Onyi Sunday has since been at the forefront of advocating for increased access to menstrual hygiene products for women and girls living in camps for IDPs. According to the UNHCR, the conflict in northeastern Nigeria between the military and the terrorist group, Boko Haram, is responsible for the internal displacement of over two million people, the majority of whom are women, girls and children.

Providing for even the basic needs of these IDPs has been an overwhelming challenge, leaving many dependent upon the generosity of philanthropic individuals, humanitarian agencies and the private sector.

Amid the COVID-19 pandemic, they are particularly vulnerable as access to food and other relief materials is getting increasingly limited.

“In most IDP camps, the priority is to secure food for the family. Securing sanitary towels for a monthly flow is the last thing people worry about,” she says.

“But sanitary towels aren’t cheap. For those who manage to find the money, it’s often a struggle. Most girls cannot afford it, and they resort to using pieces of clothing to collect menstrual blood. This is unhygienic, especially when you consider girls from homes that are struggling just to clothe themselves.”

She believes that ensuring access to sanitary towels and sanitation facilities should be given priority when planning interventions for IDPs. She says men and women are often affected differently in most conflicts and that efforts should be made not to leave anyone behind when addressing these issues.

This, Onyi says, is the reason she started her campaign to sponsor the provision of sanitary pads and menstrual hygiene kits to women and girls in IDP camps.

As Onyi describes it, circumstances are especially frightening for menstruating women and girls who have neither money with which to buy sanitary pads nor access to sanitation facilities to visit during their period, which makes them all the more vulnerable to diseases and infections.

Poor menstrual hygiene can pose physical health risks and has been linked to reproductive and urinary tract infections, and is a concern in Nigeria. The Water Supply and Sanitation Collaborative Council (WSSCC), together with in-country partners, has been addressing issues of menstrual health and hygiene in Nigeria since 2011.

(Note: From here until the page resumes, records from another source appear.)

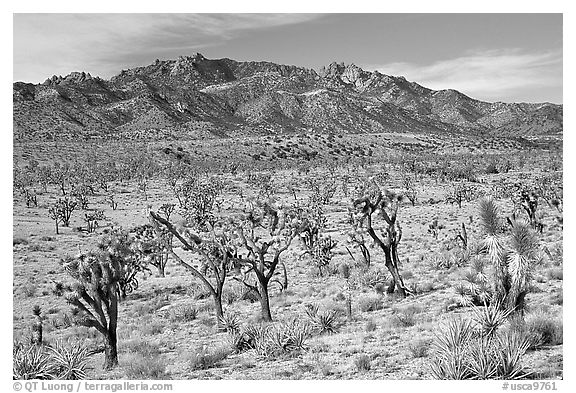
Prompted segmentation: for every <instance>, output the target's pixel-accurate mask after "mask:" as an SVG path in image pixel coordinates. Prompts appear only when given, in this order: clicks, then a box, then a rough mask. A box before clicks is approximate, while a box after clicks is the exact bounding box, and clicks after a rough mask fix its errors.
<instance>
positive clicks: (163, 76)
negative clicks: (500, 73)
mask: <svg viewBox="0 0 576 393" xmlns="http://www.w3.org/2000/svg"><path fill="white" fill-rule="evenodd" d="M13 110H14V138H15V139H16V140H24V141H26V140H42V139H53V138H58V139H75V138H79V137H80V138H170V137H173V138H195V137H216V136H226V135H251V134H255V135H258V134H275V133H285V132H303V131H309V130H315V131H319V132H334V133H366V132H369V133H373V132H449V133H454V132H455V133H474V134H478V133H497V134H498V135H511V136H534V135H543V134H559V133H562V122H563V108H562V106H561V105H554V104H506V103H500V102H498V103H488V102H482V101H478V100H475V99H473V98H470V97H468V96H466V95H464V94H462V93H460V92H458V91H455V90H440V91H435V90H431V89H427V88H425V87H423V86H420V85H419V84H417V83H414V82H410V81H407V80H406V79H405V78H403V77H394V76H389V75H384V74H381V73H379V72H369V71H365V70H362V69H361V68H360V67H357V66H355V65H353V64H352V65H344V64H342V63H341V64H337V63H332V64H330V65H329V66H327V67H323V68H322V69H320V70H319V71H318V72H316V71H314V70H311V69H307V68H302V67H296V66H286V65H278V64H274V63H270V62H238V61H235V60H231V59H217V60H211V59H206V58H205V57H204V56H202V55H201V54H194V55H193V56H182V57H180V58H178V59H176V60H165V61H160V60H156V61H155V62H154V63H153V64H150V65H148V66H145V67H137V68H133V69H130V70H123V71H122V72H121V73H120V74H118V75H116V76H114V77H112V78H111V79H110V80H103V79H101V78H98V77H92V76H91V75H90V74H86V73H84V72H74V73H72V74H70V75H68V76H66V77H64V78H62V77H56V76H54V77H52V78H50V79H48V80H46V81H45V82H44V83H43V84H38V85H33V84H29V83H22V82H16V83H14V87H13Z"/></svg>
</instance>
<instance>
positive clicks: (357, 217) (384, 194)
mask: <svg viewBox="0 0 576 393" xmlns="http://www.w3.org/2000/svg"><path fill="white" fill-rule="evenodd" d="M363 194H364V195H363V196H362V197H360V198H358V199H356V200H354V201H353V206H354V208H355V209H356V214H355V228H354V231H355V232H358V231H359V232H360V233H361V232H363V231H364V230H365V231H366V232H367V233H368V235H370V237H371V238H372V240H374V242H375V243H376V245H377V246H378V247H380V249H381V250H382V251H383V252H384V257H385V259H386V262H385V266H386V268H387V269H388V270H389V271H390V274H391V275H392V283H391V284H390V286H389V287H388V293H392V292H394V290H395V289H396V290H397V291H398V293H399V294H400V295H401V296H406V295H407V294H410V293H411V291H410V290H409V289H408V288H407V287H406V286H405V285H404V281H403V280H402V276H401V275H400V272H399V270H398V264H399V262H400V259H399V257H398V244H399V243H400V240H401V239H402V228H401V227H400V224H399V222H398V219H397V218H398V217H397V215H398V208H399V206H400V203H401V201H402V196H401V195H398V194H395V193H393V192H391V191H388V190H386V191H385V192H384V193H382V191H381V190H380V188H379V187H378V186H377V185H376V184H375V183H374V182H371V184H370V185H369V186H368V187H366V188H365V189H364V192H363ZM376 217H378V218H379V219H382V220H383V227H382V230H383V233H382V234H380V235H379V234H377V233H376V230H375V228H374V224H375V222H374V221H375V218H376Z"/></svg>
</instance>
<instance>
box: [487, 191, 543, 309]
mask: <svg viewBox="0 0 576 393" xmlns="http://www.w3.org/2000/svg"><path fill="white" fill-rule="evenodd" d="M479 213H480V218H481V220H480V223H481V225H482V228H483V231H484V234H485V238H484V243H483V249H484V252H485V254H487V256H488V259H489V261H490V263H491V264H492V266H493V268H494V281H493V287H494V293H493V296H492V301H493V302H496V303H498V304H499V305H500V306H501V308H505V309H507V310H515V311H518V312H523V310H524V298H525V296H526V294H527V293H528V290H529V288H530V285H529V284H530V280H531V277H532V276H531V273H532V270H533V269H534V266H535V265H536V264H537V263H538V262H539V260H540V257H539V244H538V240H537V237H536V234H535V232H534V230H533V229H532V228H531V227H530V226H529V224H527V223H525V222H519V221H514V222H512V229H511V231H510V236H509V243H510V246H507V245H506V242H505V240H506V238H505V236H504V233H503V230H502V221H501V219H500V217H499V212H498V208H497V206H496V204H495V203H494V201H493V200H492V199H484V200H482V201H480V209H479Z"/></svg>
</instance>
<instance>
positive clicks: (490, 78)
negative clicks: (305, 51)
mask: <svg viewBox="0 0 576 393" xmlns="http://www.w3.org/2000/svg"><path fill="white" fill-rule="evenodd" d="M365 68H366V69H370V70H378V71H380V72H382V73H383V74H388V75H395V76H404V77H406V79H408V80H410V81H414V82H417V83H419V84H421V85H423V86H425V87H428V88H431V89H434V90H441V89H455V90H459V91H461V92H463V93H465V94H467V95H470V96H472V97H474V98H480V99H488V100H495V99H499V97H506V96H511V95H514V94H516V93H517V92H518V91H523V90H531V89H532V90H533V89H536V88H548V87H561V86H562V52H561V51H554V52H541V53H527V52H522V51H520V50H517V49H513V50H491V51H482V52H476V53H469V54H466V55H464V56H461V57H457V58H453V59H446V60H441V61H437V62H434V63H432V64H424V65H421V64H414V63H403V62H398V63H389V64H383V65H367V66H365Z"/></svg>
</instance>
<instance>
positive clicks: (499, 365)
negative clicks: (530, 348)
mask: <svg viewBox="0 0 576 393" xmlns="http://www.w3.org/2000/svg"><path fill="white" fill-rule="evenodd" d="M496 342H497V345H498V349H499V350H498V351H497V353H496V355H497V356H498V376H499V377H500V379H523V378H526V377H528V376H529V375H530V373H529V372H527V371H526V370H524V368H523V367H522V363H521V360H522V356H524V354H525V353H526V351H527V350H528V348H529V347H530V339H529V337H527V336H526V335H523V334H521V333H519V332H518V331H516V330H507V331H506V332H504V333H503V334H501V335H498V336H497V338H496Z"/></svg>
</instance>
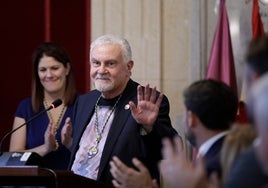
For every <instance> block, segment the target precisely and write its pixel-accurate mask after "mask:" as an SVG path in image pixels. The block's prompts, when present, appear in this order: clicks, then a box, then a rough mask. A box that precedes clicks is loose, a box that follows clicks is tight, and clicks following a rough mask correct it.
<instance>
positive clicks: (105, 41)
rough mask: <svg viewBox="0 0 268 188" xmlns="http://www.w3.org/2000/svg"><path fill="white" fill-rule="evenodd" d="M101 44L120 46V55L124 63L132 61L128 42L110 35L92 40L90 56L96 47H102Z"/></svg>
mask: <svg viewBox="0 0 268 188" xmlns="http://www.w3.org/2000/svg"><path fill="white" fill-rule="evenodd" d="M103 44H118V45H120V46H121V48H122V52H123V54H122V55H123V59H124V62H125V63H127V62H129V61H131V60H132V52H131V47H130V45H129V43H128V41H127V40H126V39H124V38H122V37H119V36H116V35H112V34H107V35H103V36H100V37H98V38H97V39H96V40H94V41H93V42H92V43H91V45H90V54H91V52H92V50H93V49H94V48H95V47H96V46H99V45H103ZM90 59H91V55H90Z"/></svg>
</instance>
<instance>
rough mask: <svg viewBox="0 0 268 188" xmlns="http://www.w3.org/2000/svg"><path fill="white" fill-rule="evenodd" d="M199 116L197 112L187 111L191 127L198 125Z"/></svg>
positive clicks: (189, 126)
mask: <svg viewBox="0 0 268 188" xmlns="http://www.w3.org/2000/svg"><path fill="white" fill-rule="evenodd" d="M197 121H198V117H197V116H196V114H195V113H194V112H192V111H190V110H188V111H187V124H188V126H189V127H191V128H193V127H195V126H196V124H197Z"/></svg>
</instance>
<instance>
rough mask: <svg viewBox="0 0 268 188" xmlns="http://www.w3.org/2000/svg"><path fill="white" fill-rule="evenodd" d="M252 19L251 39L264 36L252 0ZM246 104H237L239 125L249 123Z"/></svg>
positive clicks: (256, 6)
mask: <svg viewBox="0 0 268 188" xmlns="http://www.w3.org/2000/svg"><path fill="white" fill-rule="evenodd" d="M252 3H253V5H252V18H251V25H252V39H253V40H254V39H256V38H258V37H260V36H264V28H263V23H262V20H261V17H260V12H259V11H260V9H259V1H258V0H253V1H252ZM243 86H244V84H242V93H241V96H240V98H241V99H243V98H244V96H243V95H244V94H243V92H244V88H243ZM246 107H247V106H246V103H245V102H243V100H240V102H239V108H238V114H237V118H236V119H237V122H239V123H247V122H249V119H248V115H247V109H246Z"/></svg>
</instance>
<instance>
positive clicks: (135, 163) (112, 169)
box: [110, 157, 158, 188]
mask: <svg viewBox="0 0 268 188" xmlns="http://www.w3.org/2000/svg"><path fill="white" fill-rule="evenodd" d="M132 162H133V164H134V165H135V167H136V168H137V169H138V170H135V169H133V168H130V167H128V166H126V165H125V164H124V163H123V162H122V161H121V160H120V159H119V158H118V157H113V160H112V161H110V166H111V169H110V172H111V174H112V175H113V177H114V179H113V181H112V183H113V185H114V186H115V187H116V188H158V184H157V182H156V180H152V178H151V175H150V173H149V171H148V169H147V168H146V167H145V166H144V165H143V164H142V162H141V161H139V160H138V159H136V158H134V159H133V160H132Z"/></svg>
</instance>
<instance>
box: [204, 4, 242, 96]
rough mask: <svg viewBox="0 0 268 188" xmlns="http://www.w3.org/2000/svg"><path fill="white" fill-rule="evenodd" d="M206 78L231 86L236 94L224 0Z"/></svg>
mask: <svg viewBox="0 0 268 188" xmlns="http://www.w3.org/2000/svg"><path fill="white" fill-rule="evenodd" d="M206 77H207V78H211V79H215V80H220V81H223V82H225V83H226V84H227V85H229V86H231V87H232V89H233V91H234V93H235V94H236V96H237V84H236V73H235V65H234V57H233V49H232V42H231V36H230V29H229V21H228V15H227V10H226V7H225V0H220V6H219V18H218V23H217V27H216V31H215V34H214V40H213V43H212V48H211V52H210V58H209V65H208V70H207V76H206Z"/></svg>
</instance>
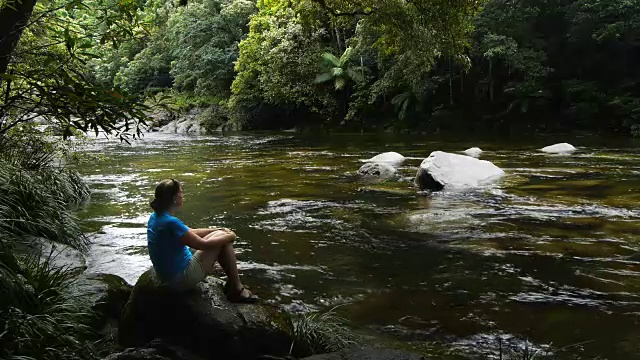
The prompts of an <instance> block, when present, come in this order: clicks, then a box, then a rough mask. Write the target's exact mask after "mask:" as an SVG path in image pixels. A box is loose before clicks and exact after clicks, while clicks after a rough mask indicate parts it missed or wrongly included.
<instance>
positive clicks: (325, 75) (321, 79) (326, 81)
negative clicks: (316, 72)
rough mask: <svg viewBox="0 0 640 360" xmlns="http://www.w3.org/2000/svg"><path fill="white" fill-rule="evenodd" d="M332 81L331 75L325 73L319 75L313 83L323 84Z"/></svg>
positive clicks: (329, 73)
mask: <svg viewBox="0 0 640 360" xmlns="http://www.w3.org/2000/svg"><path fill="white" fill-rule="evenodd" d="M332 79H333V75H332V74H331V73H330V72H326V73H324V74H320V75H318V76H316V79H315V80H314V81H313V82H314V83H316V84H320V83H324V82H327V81H329V80H332Z"/></svg>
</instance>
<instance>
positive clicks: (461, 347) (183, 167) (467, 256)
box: [79, 134, 640, 359]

A major milestone in this effort was the establishment by the Federal Ministry of Women Affairs (FMWA) of a Technical Working Group on Menstrual Health and Hygiene Management in Nigeria, with support provided by WSSCC.

Removing obstacles to the well-being of menstruators in Nigeria requires consideration of a variety of factors, says Onyi. She says that issues around beliefs, misinformation and access to sanitary towels, among others, must be addressed.

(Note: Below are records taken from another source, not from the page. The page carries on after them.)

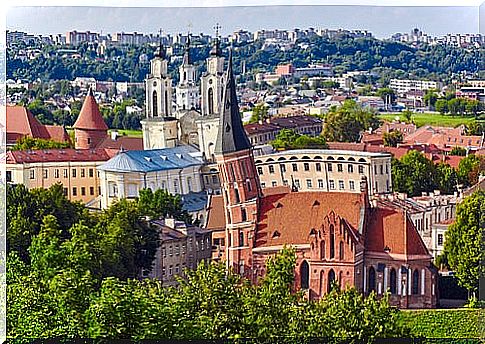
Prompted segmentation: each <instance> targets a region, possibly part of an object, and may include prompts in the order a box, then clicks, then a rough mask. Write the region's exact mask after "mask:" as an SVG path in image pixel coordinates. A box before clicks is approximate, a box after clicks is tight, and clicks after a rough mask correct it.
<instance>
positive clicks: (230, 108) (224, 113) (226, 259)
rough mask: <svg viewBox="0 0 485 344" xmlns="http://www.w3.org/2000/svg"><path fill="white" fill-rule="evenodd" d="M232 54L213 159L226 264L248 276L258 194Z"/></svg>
mask: <svg viewBox="0 0 485 344" xmlns="http://www.w3.org/2000/svg"><path fill="white" fill-rule="evenodd" d="M231 55H232V53H230V55H229V66H228V68H227V73H226V75H225V80H226V82H225V85H224V87H223V97H222V106H221V109H220V118H219V126H218V128H219V130H218V134H217V140H216V145H215V158H216V162H217V165H218V169H219V178H220V180H221V190H222V195H223V199H224V206H225V209H226V212H225V218H226V243H227V250H226V261H227V264H228V266H230V267H233V268H234V269H235V270H236V271H237V272H239V273H240V274H242V275H244V276H246V277H249V278H251V277H252V263H253V262H252V248H253V246H254V241H255V230H256V223H257V214H258V207H259V200H260V198H261V195H262V191H261V186H260V184H259V178H258V175H257V173H256V167H255V164H254V157H253V150H252V146H251V143H250V142H249V139H248V137H247V135H246V132H245V131H244V127H243V124H242V121H241V115H240V113H239V105H238V102H237V95H236V82H235V80H234V74H233V70H232V56H231Z"/></svg>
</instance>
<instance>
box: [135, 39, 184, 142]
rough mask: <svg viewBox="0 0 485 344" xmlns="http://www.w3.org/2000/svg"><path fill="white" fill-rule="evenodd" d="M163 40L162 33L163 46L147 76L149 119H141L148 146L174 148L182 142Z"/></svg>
mask: <svg viewBox="0 0 485 344" xmlns="http://www.w3.org/2000/svg"><path fill="white" fill-rule="evenodd" d="M161 39H162V38H161V34H160V45H159V47H158V48H157V50H156V51H155V57H154V59H153V60H152V61H151V62H150V74H148V75H147V77H146V79H145V88H146V97H145V103H146V107H145V108H146V119H144V120H143V121H141V127H142V131H143V148H144V149H160V148H171V147H175V146H176V145H177V142H178V128H177V119H176V118H174V117H173V116H172V79H171V78H170V76H169V74H168V71H167V69H168V60H167V56H166V52H165V48H164V46H163V44H162V40H161Z"/></svg>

“The taboo in most homes around the subject of menstruation makes it a major problem. Naturally, education on menstruation should begin from the family unit as girls and boys attain puberty. In most homes, however, sexual reproduction is a ‘no-go’ area, as far as discussions are concerned. The girl, especially, is forced to rely on her mother to educate her. Her mother passes on her limited education on the subject to the daughter,” explains Onyi.

“This brings me to another important issue, and that is misinformation. In most cases, the information passed on is incorrect. A girl is told that her cycle is sacred and sometimes considered unclean. She must keep to herself during her periods, and the blood must not be seen by others. Girls grow up thinking this natural occurrence is a thing of shame,” she said.

While calling for collaboration from menstrual hygiene experts, stakeholders and individuals to sponsor a year sanitary pad for menstruating women and girls, Onyi says she won’t rest on her oars until menstruating women and girls in IDP camps can menstruate in dignity.